In his majority opinion, Justice Anthony Kennedy wrote South Dakota’s system, with a single collection point and a uniform set of taxable goods, appeared designed to “prevent discrimination against or undue burdens upon interstate commerce.” Meanwhile, the Tax Foundation counts Colorado’s sales tax system among the most complex in the country.
“What South Dakota has is a much easier system compared to Colorado in that you just remit in one place,” said foundation spokesman John Buhl. “There is no issue of having to remit to many different localities. There is no issue with different tax amounts.”

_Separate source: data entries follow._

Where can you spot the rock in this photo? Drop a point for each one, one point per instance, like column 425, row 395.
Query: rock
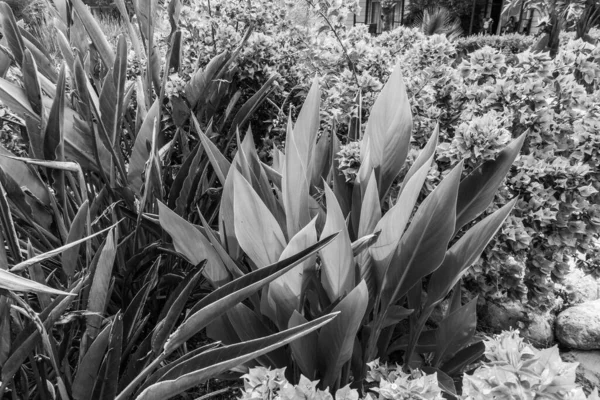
column 578, row 327
column 539, row 330
column 580, row 287
column 588, row 371
column 498, row 317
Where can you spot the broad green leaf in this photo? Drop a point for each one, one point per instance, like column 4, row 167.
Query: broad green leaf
column 192, row 244
column 5, row 345
column 464, row 253
column 70, row 257
column 186, row 182
column 41, row 257
column 256, row 228
column 423, row 246
column 455, row 331
column 5, row 61
column 16, row 283
column 478, row 189
column 141, row 153
column 132, row 34
column 95, row 33
column 31, row 83
column 321, row 161
column 199, row 82
column 337, row 271
column 36, row 273
column 166, row 325
column 285, row 292
column 342, row 190
column 307, row 126
column 8, row 229
column 304, row 350
column 392, row 225
column 424, row 157
column 295, row 184
column 251, row 105
column 463, row 358
column 54, row 143
column 217, row 160
column 31, row 337
column 257, row 177
column 387, row 135
column 45, row 65
column 108, row 385
column 214, row 362
column 222, row 299
column 11, row 32
column 229, row 263
column 336, row 340
column 226, row 215
column 87, row 370
column 100, row 283
column 77, row 134
column 370, row 213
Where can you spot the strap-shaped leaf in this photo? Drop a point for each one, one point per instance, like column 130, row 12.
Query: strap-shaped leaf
column 12, row 33
column 213, row 362
column 304, row 350
column 295, row 184
column 225, row 297
column 95, row 33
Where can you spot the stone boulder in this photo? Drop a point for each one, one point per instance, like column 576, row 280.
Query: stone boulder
column 578, row 327
column 539, row 329
column 501, row 316
column 580, row 287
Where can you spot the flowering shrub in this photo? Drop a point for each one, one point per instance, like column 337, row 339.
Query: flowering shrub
column 517, row 370
column 265, row 384
column 480, row 101
column 512, row 43
column 512, row 369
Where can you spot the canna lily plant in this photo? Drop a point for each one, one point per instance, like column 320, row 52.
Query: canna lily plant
column 103, row 283
column 384, row 267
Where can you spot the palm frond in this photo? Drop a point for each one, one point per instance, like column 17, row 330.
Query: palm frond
column 438, row 21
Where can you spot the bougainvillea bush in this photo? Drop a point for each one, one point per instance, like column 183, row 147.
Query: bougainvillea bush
column 512, row 369
column 481, row 100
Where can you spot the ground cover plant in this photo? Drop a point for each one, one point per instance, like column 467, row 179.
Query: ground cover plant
column 471, row 95
column 349, row 211
column 87, row 232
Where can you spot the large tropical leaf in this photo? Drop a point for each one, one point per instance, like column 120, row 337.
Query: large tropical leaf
column 337, row 271
column 336, row 340
column 213, row 362
column 478, row 189
column 387, row 136
column 423, row 246
column 256, row 228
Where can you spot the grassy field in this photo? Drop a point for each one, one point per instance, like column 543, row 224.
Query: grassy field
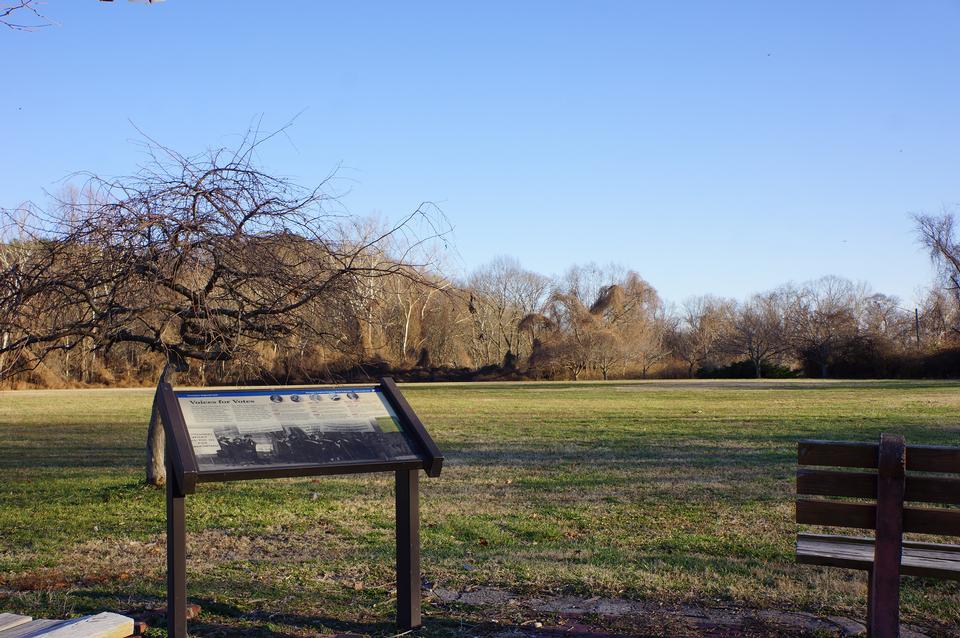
column 663, row 492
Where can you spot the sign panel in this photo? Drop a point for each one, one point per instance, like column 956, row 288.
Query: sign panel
column 289, row 427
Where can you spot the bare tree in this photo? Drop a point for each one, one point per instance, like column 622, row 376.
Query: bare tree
column 22, row 15
column 937, row 233
column 759, row 330
column 503, row 294
column 704, row 323
column 200, row 258
column 824, row 317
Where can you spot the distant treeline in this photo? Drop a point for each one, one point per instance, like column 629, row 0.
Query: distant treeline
column 209, row 261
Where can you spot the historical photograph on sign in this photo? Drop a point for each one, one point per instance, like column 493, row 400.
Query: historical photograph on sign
column 308, row 426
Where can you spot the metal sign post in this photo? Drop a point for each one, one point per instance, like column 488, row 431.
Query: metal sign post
column 230, row 435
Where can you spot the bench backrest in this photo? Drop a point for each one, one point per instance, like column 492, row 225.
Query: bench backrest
column 923, row 483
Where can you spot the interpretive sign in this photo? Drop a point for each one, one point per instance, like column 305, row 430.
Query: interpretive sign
column 237, row 434
column 309, row 426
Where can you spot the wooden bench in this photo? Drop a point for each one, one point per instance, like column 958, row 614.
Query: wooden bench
column 900, row 473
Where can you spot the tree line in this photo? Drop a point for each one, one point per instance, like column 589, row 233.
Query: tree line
column 248, row 277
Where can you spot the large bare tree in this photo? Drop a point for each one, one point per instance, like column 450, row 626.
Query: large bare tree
column 203, row 258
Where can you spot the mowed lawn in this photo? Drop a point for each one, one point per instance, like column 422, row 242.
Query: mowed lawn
column 668, row 492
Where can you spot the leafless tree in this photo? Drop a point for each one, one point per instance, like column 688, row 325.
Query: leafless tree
column 202, row 258
column 937, row 233
column 704, row 323
column 824, row 317
column 759, row 330
column 23, row 15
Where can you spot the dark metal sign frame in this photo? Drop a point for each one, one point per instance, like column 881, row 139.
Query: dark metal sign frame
column 183, row 475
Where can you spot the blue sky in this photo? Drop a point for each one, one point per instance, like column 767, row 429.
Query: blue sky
column 722, row 147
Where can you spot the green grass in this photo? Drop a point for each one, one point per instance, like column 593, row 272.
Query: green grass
column 666, row 492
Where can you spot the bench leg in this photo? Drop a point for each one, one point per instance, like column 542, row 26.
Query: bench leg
column 883, row 605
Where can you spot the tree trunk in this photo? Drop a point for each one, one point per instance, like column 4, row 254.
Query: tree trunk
column 156, row 446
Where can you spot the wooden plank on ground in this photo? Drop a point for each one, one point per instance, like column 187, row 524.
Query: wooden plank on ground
column 9, row 621
column 30, row 629
column 105, row 625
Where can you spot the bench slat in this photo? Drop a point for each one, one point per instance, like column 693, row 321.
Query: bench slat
column 834, row 514
column 916, row 520
column 919, row 559
column 830, row 483
column 933, row 458
column 920, row 489
column 920, row 458
column 837, row 454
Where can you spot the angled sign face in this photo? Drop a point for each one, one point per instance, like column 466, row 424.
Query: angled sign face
column 253, row 433
column 259, row 433
column 286, row 427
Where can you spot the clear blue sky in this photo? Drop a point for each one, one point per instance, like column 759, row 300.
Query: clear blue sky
column 721, row 147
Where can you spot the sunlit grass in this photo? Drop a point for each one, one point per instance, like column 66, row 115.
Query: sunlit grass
column 670, row 492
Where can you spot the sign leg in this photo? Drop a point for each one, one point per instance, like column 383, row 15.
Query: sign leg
column 408, row 549
column 176, row 560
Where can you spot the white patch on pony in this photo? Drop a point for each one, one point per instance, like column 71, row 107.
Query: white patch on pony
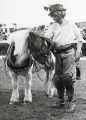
column 28, row 84
column 19, row 37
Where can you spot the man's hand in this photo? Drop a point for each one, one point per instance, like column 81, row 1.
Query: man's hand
column 78, row 55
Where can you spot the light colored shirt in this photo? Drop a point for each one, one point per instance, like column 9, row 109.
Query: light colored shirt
column 62, row 34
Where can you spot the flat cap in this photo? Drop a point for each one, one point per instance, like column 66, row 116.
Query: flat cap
column 55, row 7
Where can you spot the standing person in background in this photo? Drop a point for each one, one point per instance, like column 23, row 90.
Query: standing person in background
column 64, row 35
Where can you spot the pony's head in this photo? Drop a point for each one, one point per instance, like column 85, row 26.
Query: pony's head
column 38, row 43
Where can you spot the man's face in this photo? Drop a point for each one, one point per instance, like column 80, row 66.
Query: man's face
column 57, row 15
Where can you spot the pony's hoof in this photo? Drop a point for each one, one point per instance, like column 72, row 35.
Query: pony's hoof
column 13, row 102
column 27, row 102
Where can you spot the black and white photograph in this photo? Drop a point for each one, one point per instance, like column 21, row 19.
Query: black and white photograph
column 42, row 60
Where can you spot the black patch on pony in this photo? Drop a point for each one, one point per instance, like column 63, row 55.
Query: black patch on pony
column 11, row 60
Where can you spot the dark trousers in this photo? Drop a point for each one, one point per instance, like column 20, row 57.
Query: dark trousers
column 65, row 74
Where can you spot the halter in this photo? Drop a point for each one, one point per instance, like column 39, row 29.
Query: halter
column 41, row 55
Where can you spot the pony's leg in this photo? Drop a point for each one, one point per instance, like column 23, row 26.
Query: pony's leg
column 15, row 90
column 28, row 83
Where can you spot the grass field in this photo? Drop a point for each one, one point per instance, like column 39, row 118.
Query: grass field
column 42, row 107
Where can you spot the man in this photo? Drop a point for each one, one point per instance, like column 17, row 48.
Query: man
column 63, row 36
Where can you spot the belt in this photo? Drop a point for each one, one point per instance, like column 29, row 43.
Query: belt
column 65, row 48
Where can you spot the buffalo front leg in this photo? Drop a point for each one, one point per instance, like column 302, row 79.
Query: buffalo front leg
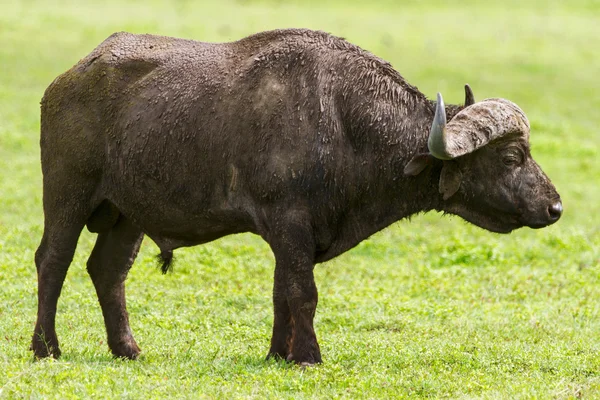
column 52, row 260
column 108, row 266
column 282, row 322
column 293, row 330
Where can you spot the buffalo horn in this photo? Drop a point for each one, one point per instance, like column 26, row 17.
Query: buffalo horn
column 437, row 140
column 469, row 98
column 475, row 126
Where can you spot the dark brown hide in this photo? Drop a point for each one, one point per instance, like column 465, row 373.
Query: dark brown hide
column 295, row 135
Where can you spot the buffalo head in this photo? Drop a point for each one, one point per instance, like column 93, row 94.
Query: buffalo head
column 488, row 176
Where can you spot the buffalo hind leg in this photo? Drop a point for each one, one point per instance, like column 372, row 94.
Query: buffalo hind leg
column 294, row 249
column 114, row 253
column 52, row 260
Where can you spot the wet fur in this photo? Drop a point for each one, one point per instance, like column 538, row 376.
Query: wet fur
column 295, row 135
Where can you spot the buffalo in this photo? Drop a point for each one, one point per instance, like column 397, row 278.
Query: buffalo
column 295, row 135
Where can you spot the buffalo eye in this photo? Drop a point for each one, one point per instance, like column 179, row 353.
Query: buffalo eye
column 512, row 157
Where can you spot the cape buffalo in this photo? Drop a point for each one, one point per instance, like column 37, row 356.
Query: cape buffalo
column 295, row 135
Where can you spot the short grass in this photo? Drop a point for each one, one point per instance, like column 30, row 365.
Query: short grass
column 427, row 308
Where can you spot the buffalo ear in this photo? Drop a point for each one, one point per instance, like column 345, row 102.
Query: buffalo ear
column 418, row 164
column 450, row 179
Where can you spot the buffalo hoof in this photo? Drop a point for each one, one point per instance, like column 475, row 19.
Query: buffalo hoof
column 126, row 349
column 43, row 348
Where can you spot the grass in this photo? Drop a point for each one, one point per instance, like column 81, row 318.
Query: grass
column 427, row 308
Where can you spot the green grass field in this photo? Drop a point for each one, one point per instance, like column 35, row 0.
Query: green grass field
column 431, row 307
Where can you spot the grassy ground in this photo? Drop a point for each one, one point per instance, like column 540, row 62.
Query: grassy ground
column 429, row 308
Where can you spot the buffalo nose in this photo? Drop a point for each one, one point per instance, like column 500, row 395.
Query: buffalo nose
column 555, row 211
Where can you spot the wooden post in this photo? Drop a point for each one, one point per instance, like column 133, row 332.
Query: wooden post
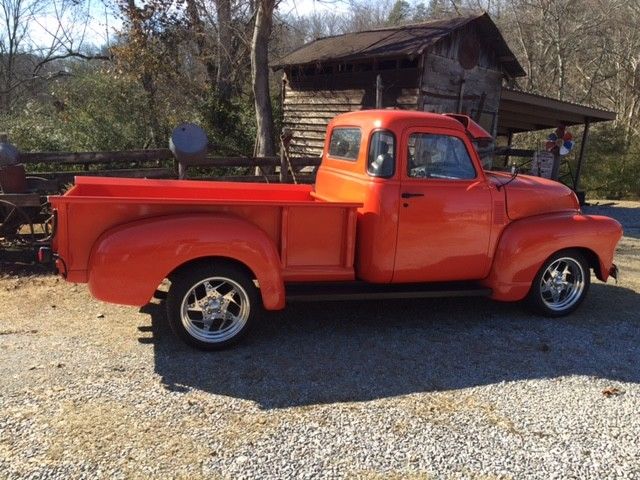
column 583, row 149
column 379, row 91
column 461, row 94
column 285, row 141
column 509, row 142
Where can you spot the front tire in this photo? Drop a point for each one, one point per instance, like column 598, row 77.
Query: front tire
column 212, row 305
column 561, row 284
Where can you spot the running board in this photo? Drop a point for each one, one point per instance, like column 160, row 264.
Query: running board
column 326, row 291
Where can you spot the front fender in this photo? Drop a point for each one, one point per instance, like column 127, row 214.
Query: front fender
column 526, row 244
column 128, row 262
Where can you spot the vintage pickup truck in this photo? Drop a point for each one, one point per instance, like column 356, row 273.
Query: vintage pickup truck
column 401, row 208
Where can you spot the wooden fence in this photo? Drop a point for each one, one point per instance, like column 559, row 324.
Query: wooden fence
column 160, row 163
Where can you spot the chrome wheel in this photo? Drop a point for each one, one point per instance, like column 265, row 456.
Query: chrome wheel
column 562, row 284
column 215, row 309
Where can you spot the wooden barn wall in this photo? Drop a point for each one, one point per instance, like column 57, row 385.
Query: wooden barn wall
column 482, row 84
column 311, row 101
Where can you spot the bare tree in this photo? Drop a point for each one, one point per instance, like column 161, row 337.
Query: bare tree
column 260, row 77
column 25, row 61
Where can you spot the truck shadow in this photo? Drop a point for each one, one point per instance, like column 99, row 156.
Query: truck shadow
column 356, row 351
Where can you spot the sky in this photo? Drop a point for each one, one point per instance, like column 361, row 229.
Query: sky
column 102, row 23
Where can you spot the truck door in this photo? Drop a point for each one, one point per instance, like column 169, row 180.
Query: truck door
column 444, row 222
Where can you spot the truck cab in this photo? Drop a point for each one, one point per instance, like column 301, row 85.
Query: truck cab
column 429, row 214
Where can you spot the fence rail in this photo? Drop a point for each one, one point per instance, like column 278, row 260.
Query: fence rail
column 153, row 164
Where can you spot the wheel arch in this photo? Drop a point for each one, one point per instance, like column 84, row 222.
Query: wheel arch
column 128, row 262
column 526, row 244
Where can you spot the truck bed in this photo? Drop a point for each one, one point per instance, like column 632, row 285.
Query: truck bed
column 315, row 238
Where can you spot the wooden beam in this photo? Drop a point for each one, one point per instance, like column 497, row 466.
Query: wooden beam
column 581, row 156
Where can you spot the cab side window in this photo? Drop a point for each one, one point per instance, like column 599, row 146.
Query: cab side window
column 438, row 156
column 382, row 157
column 345, row 143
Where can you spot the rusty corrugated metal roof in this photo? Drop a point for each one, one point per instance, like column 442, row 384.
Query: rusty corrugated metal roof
column 407, row 40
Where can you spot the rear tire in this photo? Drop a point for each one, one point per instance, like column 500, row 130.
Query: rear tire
column 561, row 284
column 212, row 305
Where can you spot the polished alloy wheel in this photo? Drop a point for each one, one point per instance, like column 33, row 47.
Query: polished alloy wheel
column 215, row 309
column 562, row 284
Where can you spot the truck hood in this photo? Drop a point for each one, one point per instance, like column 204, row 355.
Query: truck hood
column 527, row 196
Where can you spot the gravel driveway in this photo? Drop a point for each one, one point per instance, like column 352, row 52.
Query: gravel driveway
column 459, row 388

Colorado officials have been trying for years to simplify the state’s rules. State Rep. Tracy Kraft-Tharp chairs the bipartisan Sales and Use Tax Simplification Task Force, which first convened in 2017.
The task force previously supported a bill that put out a request for information from software companies that might offer a one-stop sales tax portal for the state. In the 2019 legislative session, Kraft-Tharp said the group is planning a bill that will authorize the Department of Revenue to put out a request to companies that could provide a system like that.
The Arvada Democrat said creating a unified tax rate in Colorado is nearly impossible. Raising sales taxes in jurisdictions without a vote of the people is illegal under state law, and lowering it in others could hurt local budgets, services and jobs.
“The professional words we use are complicated and convoluted, but it’s a nightmare,” Kraft-Tharp said. “Are we the definition of burdensome? My mission in life is to simply our system.”
Updated Nov. 5, 2018, at 12:25 p.m. Because of an error by a source, the percentage of sales tax revenue the state will allow businesses to keep as a collector’s fee was originally misreported in this story. The fee is 3.33 percent.